Phosphorus is a limited, relatively scarce resource that is essential to all life forms. Sourced almost entirely from phosphate rock, it is a key component of fertilizer, but many leading researchers estimate that the Earth’s phosphorus reserves could be completely depleted in 50 to 100 years, and that our peak production is just 15 years away. Other studies, including one produced by the International Fertilizer Development Center in 2010, are far more optimistic and conclude that the world has 300 to 400 years of phosphorus reserves available.
But even those optimistic estimates have many concerned, as nearly 85 percent of the world’s reserves are believed to be in Morocco and the Western Sahara, controlled by the Moroccan royal family. Additional reserves are located in China, Jordan and the United States, primarily in Florida.
“It’s really scary,” says Doug Soldat, associate professor with the Department of Soil Science, University of Wisconsin – Madison. “Morocco is pretty tight-lipped about what they actually have.”

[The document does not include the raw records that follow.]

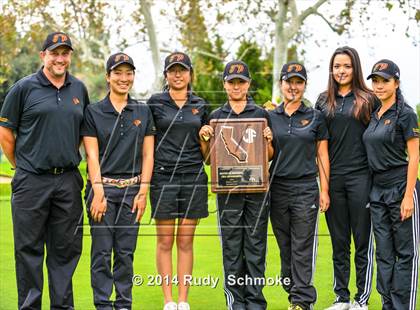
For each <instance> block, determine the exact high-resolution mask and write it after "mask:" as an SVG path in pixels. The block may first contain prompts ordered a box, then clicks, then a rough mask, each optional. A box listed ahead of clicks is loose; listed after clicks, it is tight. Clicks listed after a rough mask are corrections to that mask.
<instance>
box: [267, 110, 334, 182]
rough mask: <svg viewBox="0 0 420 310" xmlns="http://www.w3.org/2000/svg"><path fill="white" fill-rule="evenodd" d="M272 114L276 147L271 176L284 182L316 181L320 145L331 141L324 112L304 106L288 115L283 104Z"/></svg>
mask: <svg viewBox="0 0 420 310" xmlns="http://www.w3.org/2000/svg"><path fill="white" fill-rule="evenodd" d="M269 115H270V119H271V126H272V127H271V130H272V131H273V147H274V157H273V158H274V159H273V162H272V163H271V166H270V175H271V176H272V175H275V176H276V177H280V178H285V179H299V178H310V177H313V178H315V177H316V176H317V173H318V167H317V164H316V158H317V142H318V141H320V140H328V129H327V124H326V121H325V118H324V116H323V115H322V113H321V112H320V111H317V110H314V109H313V108H310V107H307V106H305V105H304V104H303V103H301V105H300V107H299V109H297V110H296V111H295V112H294V113H293V114H292V115H290V116H289V115H288V114H287V113H286V112H285V110H284V104H283V103H282V104H281V105H280V106H278V107H277V108H276V109H275V110H273V111H270V112H269Z"/></svg>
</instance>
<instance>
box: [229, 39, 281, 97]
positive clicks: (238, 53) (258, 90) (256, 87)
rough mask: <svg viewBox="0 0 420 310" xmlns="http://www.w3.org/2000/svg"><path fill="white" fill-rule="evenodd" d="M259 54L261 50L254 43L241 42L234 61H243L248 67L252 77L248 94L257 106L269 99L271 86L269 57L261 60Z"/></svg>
mask: <svg viewBox="0 0 420 310" xmlns="http://www.w3.org/2000/svg"><path fill="white" fill-rule="evenodd" d="M261 54H262V53H261V48H259V46H258V45H257V44H256V43H255V42H249V41H246V40H242V42H241V45H240V46H239V48H238V52H237V54H236V59H240V60H242V61H244V62H245V63H246V64H247V65H248V67H249V70H250V72H251V77H252V83H251V90H250V92H251V94H252V96H253V97H254V99H255V101H256V102H257V103H259V104H262V103H265V102H266V101H268V100H270V99H271V85H272V84H273V76H272V74H271V71H272V68H273V63H272V61H271V59H270V56H271V55H267V56H268V57H267V58H263V57H262V55H261Z"/></svg>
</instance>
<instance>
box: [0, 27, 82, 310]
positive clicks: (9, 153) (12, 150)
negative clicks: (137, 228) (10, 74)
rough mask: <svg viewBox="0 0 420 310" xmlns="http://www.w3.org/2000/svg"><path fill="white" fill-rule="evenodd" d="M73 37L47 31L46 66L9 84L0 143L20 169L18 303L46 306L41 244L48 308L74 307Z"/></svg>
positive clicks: (77, 124)
mask: <svg viewBox="0 0 420 310" xmlns="http://www.w3.org/2000/svg"><path fill="white" fill-rule="evenodd" d="M72 51H73V47H72V43H71V40H70V38H69V36H68V35H67V34H65V33H62V32H54V33H51V34H49V35H48V36H47V38H46V40H45V42H44V44H43V47H42V51H41V52H40V57H41V59H42V62H43V66H42V68H41V69H40V70H39V71H38V72H36V73H34V74H32V75H29V76H27V77H25V78H23V79H21V80H19V81H18V82H17V83H16V84H14V85H13V86H12V88H11V89H10V90H9V92H8V94H7V96H6V99H5V101H4V104H3V107H2V110H1V114H0V143H1V146H2V148H3V151H4V153H5V155H6V157H7V159H8V160H9V161H10V163H11V165H12V166H13V167H14V168H16V172H15V175H14V177H13V180H12V216H13V232H14V243H15V260H16V280H17V287H18V307H19V309H41V299H42V288H43V261H44V247H45V248H46V250H47V254H48V255H47V259H46V264H47V268H48V280H49V290H50V292H49V293H50V305H51V309H73V308H74V306H73V292H72V276H73V273H74V270H75V268H76V265H77V262H78V261H79V258H80V254H81V250H82V228H81V224H82V223H81V222H79V221H81V216H82V200H81V190H82V187H83V179H82V177H81V176H80V173H79V170H78V169H77V166H78V165H79V162H80V160H81V157H80V154H79V144H80V132H79V131H80V126H81V123H82V120H83V113H84V110H85V108H86V106H87V105H88V104H89V98H88V93H87V90H86V87H85V86H84V85H83V83H82V82H81V81H79V80H78V79H76V78H75V77H73V76H72V75H70V74H69V73H68V72H67V69H68V67H69V65H70V62H71V55H72Z"/></svg>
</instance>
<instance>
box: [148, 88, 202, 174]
mask: <svg viewBox="0 0 420 310" xmlns="http://www.w3.org/2000/svg"><path fill="white" fill-rule="evenodd" d="M147 105H148V106H149V107H150V109H151V111H152V114H153V118H154V120H155V124H156V141H155V166H154V171H155V172H160V173H172V172H174V171H176V172H177V173H197V172H198V171H200V169H201V168H202V167H203V155H202V154H201V151H200V139H199V136H198V133H199V131H200V128H201V127H202V126H203V125H205V124H207V122H208V120H207V118H208V114H207V108H208V104H207V103H206V102H205V101H204V99H202V98H200V97H197V96H196V95H194V94H189V95H188V98H187V102H186V103H185V104H184V105H183V106H182V108H179V107H178V106H177V105H176V103H175V102H174V100H173V99H172V98H171V96H170V95H169V92H164V93H159V94H154V95H153V96H152V97H150V99H149V100H148V101H147Z"/></svg>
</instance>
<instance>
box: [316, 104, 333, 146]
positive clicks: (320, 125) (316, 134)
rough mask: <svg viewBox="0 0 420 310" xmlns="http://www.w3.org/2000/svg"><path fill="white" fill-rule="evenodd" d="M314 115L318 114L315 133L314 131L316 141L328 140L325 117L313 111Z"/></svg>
mask: <svg viewBox="0 0 420 310" xmlns="http://www.w3.org/2000/svg"><path fill="white" fill-rule="evenodd" d="M314 113H316V114H318V115H317V121H318V126H317V131H316V139H317V140H318V141H321V140H328V139H329V137H330V135H329V133H328V127H327V121H326V120H325V116H324V115H323V114H322V113H321V112H319V111H317V110H315V111H314Z"/></svg>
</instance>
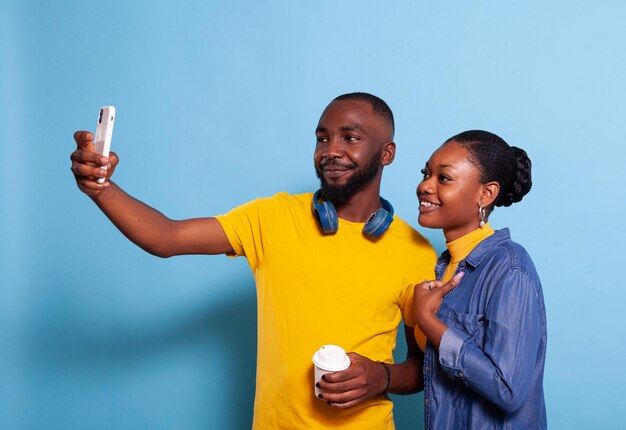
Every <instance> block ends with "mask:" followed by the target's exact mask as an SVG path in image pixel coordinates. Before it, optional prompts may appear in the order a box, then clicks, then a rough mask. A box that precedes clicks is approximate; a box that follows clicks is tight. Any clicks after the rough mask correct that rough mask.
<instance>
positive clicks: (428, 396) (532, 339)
mask: <svg viewBox="0 0 626 430" xmlns="http://www.w3.org/2000/svg"><path fill="white" fill-rule="evenodd" d="M530 171H531V162H530V160H529V158H528V156H527V155H526V153H525V152H524V151H523V150H521V149H519V148H516V147H510V146H509V145H508V144H507V143H506V142H505V141H504V140H502V139H501V138H500V137H498V136H496V135H495V134H492V133H489V132H486V131H466V132H463V133H461V134H458V135H456V136H454V137H452V138H450V139H448V140H447V141H446V142H445V143H444V144H443V145H442V146H441V147H440V148H439V149H438V150H437V151H435V153H433V155H432V156H431V157H430V159H429V160H428V162H427V163H426V166H425V168H424V170H423V171H422V173H423V174H424V178H423V180H422V182H421V183H420V184H419V186H418V188H417V196H418V199H419V223H420V225H422V226H424V227H429V228H441V229H443V233H444V235H445V238H446V246H447V247H448V250H447V251H446V252H444V253H443V254H442V255H441V257H440V258H439V261H438V263H437V267H436V269H435V273H436V277H437V280H434V281H430V282H426V281H425V282H423V283H421V284H419V285H417V286H416V287H415V298H414V300H415V303H414V305H415V312H416V315H415V316H416V321H417V328H416V337H417V339H418V343H420V346H422V348H423V349H424V403H425V411H424V419H425V422H426V429H545V428H546V427H547V424H546V411H545V402H544V395H543V370H544V362H545V352H546V316H545V307H544V302H543V293H542V289H541V283H540V281H539V277H538V275H537V272H536V270H535V267H534V265H533V263H532V260H531V259H530V257H529V256H528V254H527V252H526V251H525V250H524V248H523V247H522V246H520V245H519V244H517V243H515V242H513V241H512V240H511V238H510V236H509V231H508V229H503V230H498V231H494V230H493V229H492V228H491V226H490V225H489V222H488V218H489V216H490V214H491V212H492V211H493V209H494V207H495V206H510V205H511V204H512V203H516V202H519V201H520V200H521V199H522V197H523V196H524V195H526V193H528V191H530V188H531V174H530V173H531V172H530ZM444 282H446V283H445V284H444ZM426 339H427V340H428V342H427V343H426Z"/></svg>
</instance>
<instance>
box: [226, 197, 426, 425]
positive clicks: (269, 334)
mask: <svg viewBox="0 0 626 430" xmlns="http://www.w3.org/2000/svg"><path fill="white" fill-rule="evenodd" d="M312 198H313V194H312V193H306V194H299V195H290V194H287V193H278V194H276V195H275V196H273V197H269V198H262V199H257V200H254V201H252V202H249V203H247V204H245V205H243V206H240V207H238V208H235V209H233V210H232V211H231V212H229V213H228V214H226V215H222V216H219V217H217V219H218V221H219V222H220V224H221V225H222V227H223V228H224V231H225V232H226V235H227V237H228V240H229V241H230V244H231V245H232V247H233V249H234V250H235V254H236V255H243V256H246V258H247V259H248V263H249V264H250V268H251V269H252V272H253V273H254V278H255V280H256V286H257V303H258V355H257V381H256V398H255V404H254V423H253V428H254V429H263V430H265V429H328V428H341V429H358V430H367V429H376V430H380V429H393V428H394V424H393V415H392V404H391V401H390V400H389V399H388V398H387V397H382V396H381V397H378V398H375V399H373V400H370V401H369V402H366V403H364V404H361V405H359V406H357V407H355V408H352V409H348V410H341V409H337V408H333V407H330V406H328V405H327V404H326V403H325V402H324V401H322V400H320V399H318V398H316V397H315V395H314V385H313V363H312V357H313V354H314V353H315V351H316V350H317V349H318V348H319V347H320V346H322V345H325V344H336V345H339V346H341V347H343V348H344V349H345V350H346V351H348V352H350V351H353V352H357V353H359V354H361V355H364V356H366V357H368V358H370V359H372V360H380V361H384V362H387V363H392V362H393V357H392V350H393V349H394V347H395V345H396V331H397V328H398V324H399V323H400V321H401V320H402V319H403V318H404V322H405V324H406V325H408V326H411V327H412V326H414V325H415V321H414V317H413V312H412V308H413V303H412V302H413V300H412V296H413V288H412V285H414V284H415V283H416V280H422V279H430V278H432V276H433V273H434V266H435V260H436V255H435V252H434V250H433V248H432V247H431V246H430V244H429V243H428V241H427V240H426V239H424V238H423V237H422V236H421V235H419V233H417V232H416V231H415V230H413V229H412V228H411V227H410V226H409V225H408V224H406V223H405V222H404V221H402V220H401V219H399V218H398V217H394V222H393V223H392V224H391V226H390V227H389V228H388V230H387V231H386V232H385V233H384V234H383V236H382V237H381V238H380V239H378V240H377V241H373V240H370V239H367V238H366V237H365V236H364V235H363V233H362V229H363V224H362V223H352V222H348V221H345V220H342V219H339V231H338V232H337V233H336V234H334V235H323V234H322V233H321V230H320V228H319V226H318V222H317V220H316V219H315V216H314V214H313V213H312V209H311V202H312Z"/></svg>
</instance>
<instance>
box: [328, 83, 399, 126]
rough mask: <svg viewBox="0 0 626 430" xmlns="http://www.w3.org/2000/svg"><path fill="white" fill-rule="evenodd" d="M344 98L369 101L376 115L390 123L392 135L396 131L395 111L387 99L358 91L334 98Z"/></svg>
mask: <svg viewBox="0 0 626 430" xmlns="http://www.w3.org/2000/svg"><path fill="white" fill-rule="evenodd" d="M342 100H358V101H362V102H366V103H368V104H369V105H370V106H371V107H372V111H373V112H374V113H375V114H376V115H378V116H380V117H382V118H383V119H384V120H385V121H386V122H387V124H389V127H391V133H392V136H393V134H394V133H395V130H396V125H395V122H394V120H393V112H391V109H390V108H389V105H387V103H385V101H384V100H383V99H381V98H380V97H376V96H375V95H373V94H369V93H358V92H357V93H347V94H342V95H340V96H339V97H335V98H334V99H333V101H342Z"/></svg>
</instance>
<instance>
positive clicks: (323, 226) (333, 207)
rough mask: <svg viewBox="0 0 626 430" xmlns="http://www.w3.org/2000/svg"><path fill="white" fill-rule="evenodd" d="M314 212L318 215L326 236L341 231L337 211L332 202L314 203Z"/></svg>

Phosphorus is vital to the global food supply, which is increasingly reliant on synthetic fertilizer and the intensive mining practices it takes to harvest phosphate. An estimated 17 million tons of processed phosphorus is applied on fields worldwide each year. In 2008 phosphate rock prices spiked 800 percent due to high oil prices and a dip in supply. That spike in turn increased food prices worldwide, hitting developing nations particularly hard.
Phosphorus doesn’t have to come from mining, however. There are numerous ways to conserve and recycle phosphorus, something modern economies aren’t very good at. Scientists estimate that just 20 percent of phosphorus from phosphate rock actually reaches the food we consume. Forty percent is lost in the mining process, and more is lost in the application process on lawns and agriculture.
“We waste a lot in the runoff from our lawns,” says Soldat. “There are a lot of ways to recycle phosphorous that we’re just not doing because it’s cheaper to buy it from Morocco or elsewhere. As supply dips, the incentives to recycle and conserve will grow.”
Roger Kuhns, geologist, environmental scientist and former resident of Door County, is a proponent of organic fertilizer, regardless of price.
“Phosphorous comes by mining phosphate rock,” he explains. “When you do that, you’re taking apart someone else’s ecosystem to fertilize your lawn.”
Kuhns adds crushed fishbone meal to his personal garden to supply phosphorus.
Phosphorus is also plentiful in animal and human waste and for centuries was recycled in place, as food was consumed and returned to the earth in the same place it was grown. Today only 50 percent of animal waste is put back into soil. Reducing agricultural runoff and soil erosion can greatly reduce the need for farmers to apply phosphorus to fields.